Index schema of Retrieval Engine Edition

|-- generation_0
        |-- partition_0_32767
        |-- index_format_version
        |-- index_partition_meta
        |-- schema.json
  |-- version.0
        |-- segment_0
            |-- segment_info
                        |-- attribute
                        |-- deletionmap
             |-- index
      |-- summary
    |-- segment_1
            |-- segment_info
                        |-- attribute
                        |-- deletionmap
             |-- index
      |-- summary
         |-- partition_32768_65535
        |-- index_format_version
        |-- index_partition_meta
        |-- schema.json
  |-- version.0
        |-- segment_0
            |-- segment_info
                        |-- attribute
                        |-- deletionmap
             |-- index
      |-- summary
    |-- segment_1
            |-- segment_info
                        |-- attribute
                        |-- deletionmap
             |-- index
      |-- summary

Item

Description

generation

The identifier that Retrieval Engine Edition uses to distinguish the versions of full indexes.

partition

The basic unit for a Searcher worker to load indexes. If a partition contains an excessive amount of data, the performance of a Searcher worker decreases. You can split online data into multiple partitions to ensure the retrieval efficiency of each Searcher worker.

schema.json

The configuration file that is used to configure indexes. The file contains information about fields, indexes, attributes, summaries, and others. Retrieval Engine Edition uses this file to load indexes.

version.0

The version number of the index file. This field contains the segment that Retrieval Engine Edition needs to load and the timestamp of the most recent document in the partition. When Retrieval Engine Edition builds indexes for real-time data, the system filters out the outdated original documents based on the timestamps in the incremental index.

segment

The basic unit for an index. A segment stores data for inverted indexes and forward indexes. The builder generates a segment for each data dump. Segments can be merged based on merge policies. The segments that are available in a partition are displayed in the version field.

segment_info

The summary information about segments. In this field, you can obtain information about the number of documents in the segment, whether the segment is merged, the locator information, and the timestamp of the most recent document.

index

The inverted indexes.

attribute

The forward indexes.

deletionmap

The information about the documents that are deleted.

summary

The directory of the summary index.

Management system

The management system is an O&M platform for Retrieval Engine Edition. This platform helps you significantly reduce O&M costs. For more information, see Retrieval Engine Edition product documentation.

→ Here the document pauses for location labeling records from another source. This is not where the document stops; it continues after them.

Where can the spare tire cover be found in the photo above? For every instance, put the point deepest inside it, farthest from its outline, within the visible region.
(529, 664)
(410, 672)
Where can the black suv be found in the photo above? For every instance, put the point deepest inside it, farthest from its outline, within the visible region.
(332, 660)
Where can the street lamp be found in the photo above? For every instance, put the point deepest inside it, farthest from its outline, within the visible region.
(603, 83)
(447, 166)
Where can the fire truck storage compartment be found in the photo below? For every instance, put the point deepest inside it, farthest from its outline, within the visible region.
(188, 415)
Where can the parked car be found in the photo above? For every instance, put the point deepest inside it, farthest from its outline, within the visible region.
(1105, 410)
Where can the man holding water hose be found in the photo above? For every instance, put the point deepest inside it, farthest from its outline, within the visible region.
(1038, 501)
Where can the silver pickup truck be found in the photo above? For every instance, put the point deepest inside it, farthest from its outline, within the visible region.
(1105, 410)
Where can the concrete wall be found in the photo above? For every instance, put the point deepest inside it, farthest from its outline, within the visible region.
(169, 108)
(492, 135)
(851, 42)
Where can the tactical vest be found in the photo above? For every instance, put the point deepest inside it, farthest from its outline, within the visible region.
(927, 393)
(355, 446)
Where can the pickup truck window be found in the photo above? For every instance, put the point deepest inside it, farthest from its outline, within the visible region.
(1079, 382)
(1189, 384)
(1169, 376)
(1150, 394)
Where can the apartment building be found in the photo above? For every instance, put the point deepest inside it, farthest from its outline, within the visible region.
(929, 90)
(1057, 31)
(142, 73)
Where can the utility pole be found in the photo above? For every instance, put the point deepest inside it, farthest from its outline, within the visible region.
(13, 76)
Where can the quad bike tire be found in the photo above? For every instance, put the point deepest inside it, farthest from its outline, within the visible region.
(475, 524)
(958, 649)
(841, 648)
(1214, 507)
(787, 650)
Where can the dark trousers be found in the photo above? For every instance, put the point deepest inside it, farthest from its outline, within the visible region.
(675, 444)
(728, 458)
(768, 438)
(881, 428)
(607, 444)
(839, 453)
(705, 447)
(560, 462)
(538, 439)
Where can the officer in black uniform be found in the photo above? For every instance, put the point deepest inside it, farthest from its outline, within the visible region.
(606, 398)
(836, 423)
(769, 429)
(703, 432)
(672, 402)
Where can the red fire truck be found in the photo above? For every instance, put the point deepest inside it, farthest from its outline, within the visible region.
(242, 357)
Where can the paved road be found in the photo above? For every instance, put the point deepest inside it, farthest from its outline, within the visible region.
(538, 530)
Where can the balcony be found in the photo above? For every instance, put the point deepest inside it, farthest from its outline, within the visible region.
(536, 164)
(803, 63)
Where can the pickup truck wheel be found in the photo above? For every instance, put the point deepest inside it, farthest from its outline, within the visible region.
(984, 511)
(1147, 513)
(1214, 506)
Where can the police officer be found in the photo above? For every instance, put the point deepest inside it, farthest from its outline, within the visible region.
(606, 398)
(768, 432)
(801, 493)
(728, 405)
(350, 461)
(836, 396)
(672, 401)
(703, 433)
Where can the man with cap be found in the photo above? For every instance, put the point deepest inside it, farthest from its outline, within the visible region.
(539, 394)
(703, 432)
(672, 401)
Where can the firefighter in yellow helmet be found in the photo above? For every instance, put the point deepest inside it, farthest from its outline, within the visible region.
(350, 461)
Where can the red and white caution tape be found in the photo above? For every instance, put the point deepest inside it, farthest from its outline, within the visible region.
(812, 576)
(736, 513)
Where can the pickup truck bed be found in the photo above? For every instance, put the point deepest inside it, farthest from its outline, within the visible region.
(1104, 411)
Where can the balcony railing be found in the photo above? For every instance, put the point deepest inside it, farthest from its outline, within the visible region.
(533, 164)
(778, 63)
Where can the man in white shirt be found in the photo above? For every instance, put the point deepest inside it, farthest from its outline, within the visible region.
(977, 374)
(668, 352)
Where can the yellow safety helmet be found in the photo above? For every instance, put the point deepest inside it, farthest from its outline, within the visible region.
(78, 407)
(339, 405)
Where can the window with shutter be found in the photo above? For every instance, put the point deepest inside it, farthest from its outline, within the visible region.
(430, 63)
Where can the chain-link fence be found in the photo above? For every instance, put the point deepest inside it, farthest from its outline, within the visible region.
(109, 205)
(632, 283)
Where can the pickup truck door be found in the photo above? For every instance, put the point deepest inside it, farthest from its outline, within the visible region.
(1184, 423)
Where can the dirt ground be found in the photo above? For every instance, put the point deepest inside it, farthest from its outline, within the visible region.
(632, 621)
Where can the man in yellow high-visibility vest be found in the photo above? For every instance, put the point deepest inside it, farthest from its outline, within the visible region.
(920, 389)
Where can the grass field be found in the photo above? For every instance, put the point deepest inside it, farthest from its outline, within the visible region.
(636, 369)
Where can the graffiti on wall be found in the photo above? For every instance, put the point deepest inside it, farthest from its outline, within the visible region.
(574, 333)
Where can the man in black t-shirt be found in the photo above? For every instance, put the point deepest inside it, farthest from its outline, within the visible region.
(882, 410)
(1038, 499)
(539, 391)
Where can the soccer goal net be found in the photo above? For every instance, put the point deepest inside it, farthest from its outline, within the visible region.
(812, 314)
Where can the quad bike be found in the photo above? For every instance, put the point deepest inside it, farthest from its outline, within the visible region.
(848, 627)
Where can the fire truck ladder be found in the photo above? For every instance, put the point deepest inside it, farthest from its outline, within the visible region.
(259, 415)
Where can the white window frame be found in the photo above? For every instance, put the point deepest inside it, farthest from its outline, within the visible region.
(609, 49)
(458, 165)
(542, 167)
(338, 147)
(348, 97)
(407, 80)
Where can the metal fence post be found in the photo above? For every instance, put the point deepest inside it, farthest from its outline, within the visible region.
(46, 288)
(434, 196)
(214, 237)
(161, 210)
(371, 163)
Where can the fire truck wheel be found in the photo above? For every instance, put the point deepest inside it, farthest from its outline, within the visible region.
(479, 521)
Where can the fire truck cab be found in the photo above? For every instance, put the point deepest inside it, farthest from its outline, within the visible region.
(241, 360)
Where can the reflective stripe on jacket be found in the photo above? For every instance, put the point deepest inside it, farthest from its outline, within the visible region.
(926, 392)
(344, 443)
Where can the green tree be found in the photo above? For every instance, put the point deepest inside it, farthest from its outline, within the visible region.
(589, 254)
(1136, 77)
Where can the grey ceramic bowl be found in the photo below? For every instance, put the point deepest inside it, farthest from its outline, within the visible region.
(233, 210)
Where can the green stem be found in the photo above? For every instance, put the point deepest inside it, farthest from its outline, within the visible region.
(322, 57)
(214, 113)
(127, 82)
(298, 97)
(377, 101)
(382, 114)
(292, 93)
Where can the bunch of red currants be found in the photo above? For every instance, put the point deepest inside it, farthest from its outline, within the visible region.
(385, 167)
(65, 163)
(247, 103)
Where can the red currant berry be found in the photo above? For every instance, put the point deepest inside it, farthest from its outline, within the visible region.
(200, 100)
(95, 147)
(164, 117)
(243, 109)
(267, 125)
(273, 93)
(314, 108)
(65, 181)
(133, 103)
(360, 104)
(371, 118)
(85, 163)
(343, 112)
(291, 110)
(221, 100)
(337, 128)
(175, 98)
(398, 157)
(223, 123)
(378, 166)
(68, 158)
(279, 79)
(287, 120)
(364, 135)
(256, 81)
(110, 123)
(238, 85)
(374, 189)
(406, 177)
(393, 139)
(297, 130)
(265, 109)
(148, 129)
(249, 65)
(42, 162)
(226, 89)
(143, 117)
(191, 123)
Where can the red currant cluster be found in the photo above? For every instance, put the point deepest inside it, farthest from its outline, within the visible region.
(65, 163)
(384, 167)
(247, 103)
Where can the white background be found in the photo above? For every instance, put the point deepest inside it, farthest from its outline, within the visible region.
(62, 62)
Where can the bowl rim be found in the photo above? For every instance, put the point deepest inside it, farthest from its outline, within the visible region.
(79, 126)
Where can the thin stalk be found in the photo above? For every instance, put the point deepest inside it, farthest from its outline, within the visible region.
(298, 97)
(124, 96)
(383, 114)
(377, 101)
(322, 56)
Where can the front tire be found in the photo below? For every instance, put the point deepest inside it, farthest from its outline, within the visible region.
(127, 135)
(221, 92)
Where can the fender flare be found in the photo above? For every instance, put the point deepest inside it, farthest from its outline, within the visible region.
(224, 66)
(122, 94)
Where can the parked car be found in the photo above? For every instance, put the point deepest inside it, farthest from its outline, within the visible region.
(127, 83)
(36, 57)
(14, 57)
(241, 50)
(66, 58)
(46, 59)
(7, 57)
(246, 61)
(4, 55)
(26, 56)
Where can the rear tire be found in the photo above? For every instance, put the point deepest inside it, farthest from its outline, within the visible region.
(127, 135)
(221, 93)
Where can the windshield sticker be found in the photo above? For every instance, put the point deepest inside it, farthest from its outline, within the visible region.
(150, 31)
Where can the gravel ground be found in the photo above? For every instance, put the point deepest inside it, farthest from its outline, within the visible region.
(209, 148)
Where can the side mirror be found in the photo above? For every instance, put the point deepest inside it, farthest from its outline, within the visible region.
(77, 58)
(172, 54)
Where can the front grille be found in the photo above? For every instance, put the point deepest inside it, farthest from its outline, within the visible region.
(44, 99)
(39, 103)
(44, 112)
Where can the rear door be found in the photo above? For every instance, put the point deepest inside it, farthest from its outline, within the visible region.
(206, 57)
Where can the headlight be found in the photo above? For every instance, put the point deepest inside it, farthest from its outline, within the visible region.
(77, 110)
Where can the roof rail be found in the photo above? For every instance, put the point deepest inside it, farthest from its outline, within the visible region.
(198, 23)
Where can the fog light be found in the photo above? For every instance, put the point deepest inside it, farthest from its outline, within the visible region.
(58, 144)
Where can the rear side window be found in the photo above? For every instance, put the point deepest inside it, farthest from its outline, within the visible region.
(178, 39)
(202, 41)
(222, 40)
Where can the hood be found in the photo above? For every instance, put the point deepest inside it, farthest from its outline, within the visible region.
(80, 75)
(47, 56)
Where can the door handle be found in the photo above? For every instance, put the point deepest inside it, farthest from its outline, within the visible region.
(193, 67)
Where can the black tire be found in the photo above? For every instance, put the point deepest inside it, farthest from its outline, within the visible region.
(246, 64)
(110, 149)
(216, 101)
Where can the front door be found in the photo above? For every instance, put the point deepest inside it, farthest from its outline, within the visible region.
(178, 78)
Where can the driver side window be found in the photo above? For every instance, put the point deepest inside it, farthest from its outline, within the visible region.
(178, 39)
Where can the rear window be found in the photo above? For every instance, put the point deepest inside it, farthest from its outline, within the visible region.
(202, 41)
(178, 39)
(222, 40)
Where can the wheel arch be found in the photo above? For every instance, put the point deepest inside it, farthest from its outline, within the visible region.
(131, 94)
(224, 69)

Characteristics of Retrieval Engine Edition

Stability

The underlying layer of Retrieval Engine Edition is developed by using the C++ programming language. After more than ten years of development, Retrieval Engine Edition provides stable search services for various core business systems. Retrieval Engine Edition is suitable for core search scenarios that require high stability.

Efficiency

Retrieval Engine Edition is a distributed search engine that allows you to retrieve large amounts of data. Retrieval Engine Edition supports real-time data updates. Data updates can take effect within seconds. Therefore, Retrieval Engine Edition is suitable for query and search scenarios that are time-sensitive.

Cost-effectiveness

Retrieval Engine Edition supports multiple policies for index compression and multi-value index loading tests, and can meet query requirements at low costs.

Rich features

Retrieval Engine Edition supports multiple types of analyzers and indexes, and various types of query syntax to meet your data retrieval requirements. Retrieval Engine Edition also supports plug-ins. This way, you can customize your own business logic.

SQL queries

Retrieval Engine Edition allows you to use SQL syntax and join tables online. Retrieval Engine Edition provides a variety of built-in user-defined functions (UDFs) and function customization mechanisms to meet different requirements for data retrieval. To facilitate SQL development and testing, an SQL studio will be integrated into the O&M system of Retrieval Engine Edition in later versions.